32)大津市政の現状14(教育行政・学力調査)

 教育行政の3番目は全国学力・学習状況調査(学力テスト)です。これは中3と小6だけを対象とし、数学(算数)と国語に限って行われる「状況調査」であり、子どもの学力や学校のレベル(?)の正確な指標ではありません。しかし全国実施のためつい比較したくなるのが人情で、結果公表を求める世論が多数だと思います。逆に、この調査をよく知っている人は公表に慎重であるようです。
 私自身、かつては「公表派」でしたが、現場の話を聞き実態を知るにつれ慎重論に傾きました。

 現場の話はつぎのようなものです。
・子どもの成績や能力の正確なバロメーターであると解釈され、子どもたちを過剰な競争に巻き込むおそれがある
・各家庭の経済状況と学力調査の結果にはある程度の相関関係があると考えられる。塾などの教育にかける費用が捻出できる家庭は、結果的に子どもの基礎学力が高くなる傾向がある
・もう少し広げて見ると、家庭の経済状況による地域間の格差が顕在化する可能性がある。これは家庭にも地域にも責任のない統計学的な話であるが、結果として点数の高低が地域のイメージを左右する可能性がある
・学校間の成績の比較ではなく、学力調査により個々の子どもや家庭に対する教育の在り方を子ども本人、その保護者、教員が相互に理解しあうこと、その家庭だけで対応できない教育環境は学校と地域が連携して支えていくことを共通理解しあうことが大事である
・誰のための教育か、何のための学力状況調査なのか、学校教育の本旨は何か等の原点に戻って考えるべきである

 これらは公表を望まない保護者等の意見であり、いずれもうなずける理由です。
 文科省の方針変更もあり今後は公表が進むでしょうが、ここにおいても現場の声や少数の意見にも耳を傾けることが重要であると考えます(大津市は昨年からレーダーチャート方式で結果公表しています)。

大津市政の現状14(教育行政・学力調査)









大津市政14 ~教育行政~学力調査

 ここで「全国学力・学習状況調査」の結果公表に関して記述します。
 この調査は一般に「学力テスト」と呼ばれていますが、これが誤解のもとかもしれません。ここでは「学力調査」と略記します。
 学力調査は、全国的な児童生徒の学力や学習状況を把握・分析し、教育施策の成果と課題を検討し改善を図るとともに、学校における児童生徒への教育指導の充実や学習状況の改善等に役立て、教育に関する継続的な検証改善サイクルを確立することを目的としています。
 対象は小学校6年生と中学校3年生に限定され、教科は、算数(数学)と国語(※3年ごとに理科も実施)における知識の習熟度や知識・技術を活用する力を調査、分析するとともに、対象児童生徒と学校に対して、学習環境、生活習慣、指導方法の取組、教育条件の整備状況等についても調査されています。
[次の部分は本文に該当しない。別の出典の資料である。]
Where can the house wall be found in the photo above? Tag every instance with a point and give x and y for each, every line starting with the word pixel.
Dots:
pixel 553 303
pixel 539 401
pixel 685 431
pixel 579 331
 ところが最近、この調査が児童生徒の「学力測定テスト」であり、結果は公表すべきとの見方が世間で多数を占めるようになり、中には、学校間比較の結果成績が低い校長の処罰問題にまで言及する首長が現れたかと思えば、高校入試の内申に学力調査の結果を取り入れるという自治体まで出てきました。学力調査の本来の趣旨から外れた首長の一方的な考えによる公表は、いたずらに児童生徒や保護者の不安感をあおる結果を招くだけです。
 文部科学省では、こうした公表をめぐる事態に対処するため、平成27年度実施要領において、学力調査の実施、公表は教育委員会の職務権限であり、調査の実施、調査結果の活用や公表の取り扱いは、教委が主体性と責任をもって当たることとしました。

 さて越市長も、就任後、学力調査の結果について、学校別の結果を公表すべきである、市民の税金によって運営されている公立学校に関して、その情報は公表し、市民に対する説明責任を果たすべきであると主張してこられました。
 地域や市民に必要な情報を開示し、それにより学校と地域が一体となって開かれた学校運営をしていくことは重要です。しかし、学力調査に関しては、その調査目的を理解されるならば、学校ごとの結果公表をすべしとはならないと思います。学校ごとの公表は一面的な序列づけと過当競争を招き、その被害を受けるのは子どもたちであろうと考えます。
 各学校は詳細に結果を分析し、今後の学校現場での指導方法だけでなく、児童生徒はもとより、家庭学習の重要性も考慮して保護者や学習支援地域ボランティアの方々等に対しても指導助言を行っています(各小中学校のホームページを見ていただければよくわかります)。
 また、教育委員会は学校現場の状況を把握し、教育センターを中心に必要な施策を行っています。

 学力向上は学校教育だけではなく、家庭での学習習慣等も大きく関わっています。いたずらに学校現場だけの批判をするのではなく、調査から見えた現状をしっかりと受け止め、学校教育はもとより家庭の教育力向上支援に向けた総合的な取り組みを市として考えていくべきではないのでしょうか。
 文部科学省から改めて通知されるまでもなく、学校教育、家庭教育、社会教育等に関しては教育委員会が職務権限として責任をもって主体的に取り組んでいかなければなりません。
 新しく設置された総合教育会議において、教育行政を主体的に展開する教育委員会と予算や人事の権限を持つ首長とが、未来を担う子どもたちの学力向上はもとより、一人ひとりが心豊かにたくましく生きる力を身につけられるよう、力を合わせて取り組みを進めていくことこそが改正された地教行法が求めているものであると考えます。